Abstract

Abstract Introduction Battle et al devised a validated scoring system to stratify patients with rib fractures (RF) at risk of complications based on age; number of fractures; oxygenation; respiratory illness and anticoagulation use. Risk of complications increases with score e.g. ≤10 and ≥31 give estimated complications risk of 13% and 88% respectively (2). Method We conducted a local retrospective audit of 45 patients admitted with RF over 26 months. Initial and subsequent analgesia was recorded. Four subgroups were created based on Batlle score: ≤10, 11-20, 21-30, ≥31. Outcomes included complications, length of stay (LOS) and mortality.

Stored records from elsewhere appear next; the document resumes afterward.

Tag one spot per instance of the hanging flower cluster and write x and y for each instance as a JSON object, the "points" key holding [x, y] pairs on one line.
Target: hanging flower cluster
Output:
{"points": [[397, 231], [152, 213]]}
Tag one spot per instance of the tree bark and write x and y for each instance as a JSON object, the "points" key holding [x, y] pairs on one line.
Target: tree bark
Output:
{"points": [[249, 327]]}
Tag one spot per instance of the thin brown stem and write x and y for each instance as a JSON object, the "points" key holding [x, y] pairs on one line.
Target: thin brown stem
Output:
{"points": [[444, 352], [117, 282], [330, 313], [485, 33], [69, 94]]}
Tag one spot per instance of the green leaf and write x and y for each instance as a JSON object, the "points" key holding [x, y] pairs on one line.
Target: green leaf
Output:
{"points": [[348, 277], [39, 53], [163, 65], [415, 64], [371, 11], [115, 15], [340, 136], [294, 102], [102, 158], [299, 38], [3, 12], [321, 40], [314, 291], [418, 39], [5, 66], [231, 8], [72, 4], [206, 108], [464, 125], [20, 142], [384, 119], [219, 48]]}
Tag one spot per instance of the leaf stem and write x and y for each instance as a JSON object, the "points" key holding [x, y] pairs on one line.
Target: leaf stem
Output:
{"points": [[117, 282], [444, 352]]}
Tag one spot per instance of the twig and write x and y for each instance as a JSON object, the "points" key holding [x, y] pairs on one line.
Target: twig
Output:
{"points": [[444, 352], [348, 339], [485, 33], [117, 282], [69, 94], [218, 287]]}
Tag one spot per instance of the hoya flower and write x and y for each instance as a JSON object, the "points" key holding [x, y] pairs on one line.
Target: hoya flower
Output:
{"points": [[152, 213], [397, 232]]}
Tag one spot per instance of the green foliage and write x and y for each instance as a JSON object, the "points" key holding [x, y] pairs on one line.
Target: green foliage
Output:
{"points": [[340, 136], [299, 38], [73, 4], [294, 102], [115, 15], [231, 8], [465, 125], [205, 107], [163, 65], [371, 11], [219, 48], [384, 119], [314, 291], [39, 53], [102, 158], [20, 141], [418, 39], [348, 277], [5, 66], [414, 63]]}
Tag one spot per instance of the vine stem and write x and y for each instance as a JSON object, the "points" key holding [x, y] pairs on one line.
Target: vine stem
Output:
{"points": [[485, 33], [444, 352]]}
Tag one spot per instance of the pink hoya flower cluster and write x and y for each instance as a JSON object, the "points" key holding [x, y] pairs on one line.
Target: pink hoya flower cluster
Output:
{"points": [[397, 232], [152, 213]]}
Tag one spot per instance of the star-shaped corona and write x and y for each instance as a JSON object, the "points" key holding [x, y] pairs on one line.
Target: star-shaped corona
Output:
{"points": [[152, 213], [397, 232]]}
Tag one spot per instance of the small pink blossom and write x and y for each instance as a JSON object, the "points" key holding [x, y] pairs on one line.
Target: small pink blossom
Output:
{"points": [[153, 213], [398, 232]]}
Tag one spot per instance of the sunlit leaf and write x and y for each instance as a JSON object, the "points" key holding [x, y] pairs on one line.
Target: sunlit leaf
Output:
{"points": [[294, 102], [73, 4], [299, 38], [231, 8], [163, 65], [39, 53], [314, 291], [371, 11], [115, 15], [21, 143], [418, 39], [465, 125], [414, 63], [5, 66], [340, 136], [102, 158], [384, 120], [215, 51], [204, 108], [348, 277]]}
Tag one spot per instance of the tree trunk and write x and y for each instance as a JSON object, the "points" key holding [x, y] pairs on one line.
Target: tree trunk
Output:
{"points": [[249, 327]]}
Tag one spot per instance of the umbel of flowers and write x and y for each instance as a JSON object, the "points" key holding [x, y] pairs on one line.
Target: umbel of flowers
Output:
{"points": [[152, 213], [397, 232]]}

Results Whilst overall median score was 18, we observed 20% (n = 9) scored ≥31. Initially, oral analgesia alone was given to 64% of patients; 66% went on to require lidocaine patch and 15% required patient controlled analgesia. Only 2.2% (n = 1) received regional analgesia. Despite 35.6% (n = 16) scoring ≥21, only four proactive critical care referrals were made. Overall pneumonia rate was 20% (n = 9); 44% (n = 4) in the ≥31 group. There were two deaths overall, both in the ≥31 group. Median LOS was 3 days; however 44% (n = 4) of the ≥31 group required ≥7 days. Conclusion One in five RF cases scored ≥31 and consequently had the worst outcomes. There was initial suboptimal analgesia, inadequate early escalation of higher risk patients to critical care and low rates of regional blocks. Consequently, we have created a local pathway based on Battle score (2) to standardise risk stratification and management of these patients in order to improve outcomes.